Hello,
I’m trying to dive into PyMC3 source code and I’d like to check my understanding of what is done by Model.logpt()
. Let (x_1,\ldots,x_n) denote the model’s variables, divided into observable variables \mathbf y and free variables \mathbf z.
This is my guess at what logpt()
does:
- it’s goal is computing the log of the unnormalized posterior (since this is what we need for MAP and MCMC)

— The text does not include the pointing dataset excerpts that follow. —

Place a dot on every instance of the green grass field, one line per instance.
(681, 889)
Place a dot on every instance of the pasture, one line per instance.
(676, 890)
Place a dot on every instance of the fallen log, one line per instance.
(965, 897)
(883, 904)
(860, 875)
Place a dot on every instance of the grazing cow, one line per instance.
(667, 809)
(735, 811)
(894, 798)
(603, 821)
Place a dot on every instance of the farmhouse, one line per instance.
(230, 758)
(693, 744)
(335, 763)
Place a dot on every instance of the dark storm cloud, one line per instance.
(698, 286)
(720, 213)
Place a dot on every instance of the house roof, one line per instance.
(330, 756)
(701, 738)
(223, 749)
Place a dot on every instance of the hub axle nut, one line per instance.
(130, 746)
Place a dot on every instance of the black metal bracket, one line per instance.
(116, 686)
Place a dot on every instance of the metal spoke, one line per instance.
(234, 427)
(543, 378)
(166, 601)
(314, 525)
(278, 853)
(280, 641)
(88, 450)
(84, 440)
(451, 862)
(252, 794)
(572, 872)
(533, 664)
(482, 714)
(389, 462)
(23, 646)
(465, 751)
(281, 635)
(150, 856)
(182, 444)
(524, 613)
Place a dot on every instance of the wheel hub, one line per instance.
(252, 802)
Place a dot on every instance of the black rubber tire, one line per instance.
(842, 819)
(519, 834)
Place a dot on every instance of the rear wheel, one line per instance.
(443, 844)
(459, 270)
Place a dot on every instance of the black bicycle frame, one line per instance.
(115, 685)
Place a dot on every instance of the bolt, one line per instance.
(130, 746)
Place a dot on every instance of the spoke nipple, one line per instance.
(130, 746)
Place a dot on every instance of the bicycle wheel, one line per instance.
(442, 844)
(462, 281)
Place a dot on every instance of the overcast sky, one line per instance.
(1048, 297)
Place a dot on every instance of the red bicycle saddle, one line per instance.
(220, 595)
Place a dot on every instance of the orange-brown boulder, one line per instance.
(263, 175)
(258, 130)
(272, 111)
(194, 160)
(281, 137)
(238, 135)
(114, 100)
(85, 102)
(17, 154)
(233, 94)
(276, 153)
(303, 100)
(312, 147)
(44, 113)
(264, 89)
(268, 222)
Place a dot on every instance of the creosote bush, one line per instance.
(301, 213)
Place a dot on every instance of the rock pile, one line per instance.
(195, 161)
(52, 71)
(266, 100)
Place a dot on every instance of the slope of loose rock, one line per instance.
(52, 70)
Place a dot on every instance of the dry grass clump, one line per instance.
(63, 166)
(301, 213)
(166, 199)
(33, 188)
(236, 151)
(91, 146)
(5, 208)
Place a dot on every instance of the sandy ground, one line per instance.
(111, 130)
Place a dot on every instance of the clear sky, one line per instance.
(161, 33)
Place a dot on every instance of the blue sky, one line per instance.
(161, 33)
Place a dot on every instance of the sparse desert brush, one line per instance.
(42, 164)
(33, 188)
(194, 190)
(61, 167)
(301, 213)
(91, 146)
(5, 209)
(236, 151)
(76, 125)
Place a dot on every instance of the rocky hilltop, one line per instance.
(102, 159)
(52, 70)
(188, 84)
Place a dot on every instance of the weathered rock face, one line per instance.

- the unnormalized posterior is proportional to the joint after clamping the observed variables to their values: p(\mathbf y|\mathbf z) \propto p(\mathbf z, \mathbf y), so to get the log-unnormalized-posterior it suffices to implement the computation of the joint
- the joint probability is computed using the chain rule relative to the DAG defined by the model: p(x_1,\ldots,x_n) = \prod_i p(x_i|\mathrm{pa}_{x_i}) where \mathrm{pa}_{x_i} can include both observed and free nodes
-
logpt
adds together the logs of the local CPDs and clamps the observed variables to their values
For example take a simple DAG z_1 \rightarrow y_1 \rightarrow z_2 and let y_1 = y_1^* denote the observations, then logpt()
encodes the function (z_1,z_2) \mapsto \log p(z_1,z_2, y_1^*) =\log p(z_2|y_1^*) +\log p(y_1^*|z_1) + \log p(z_1)
Is this correct? Thanks a lot
(Side question: is FreeRV
used as a synonym for “hidden variable”?).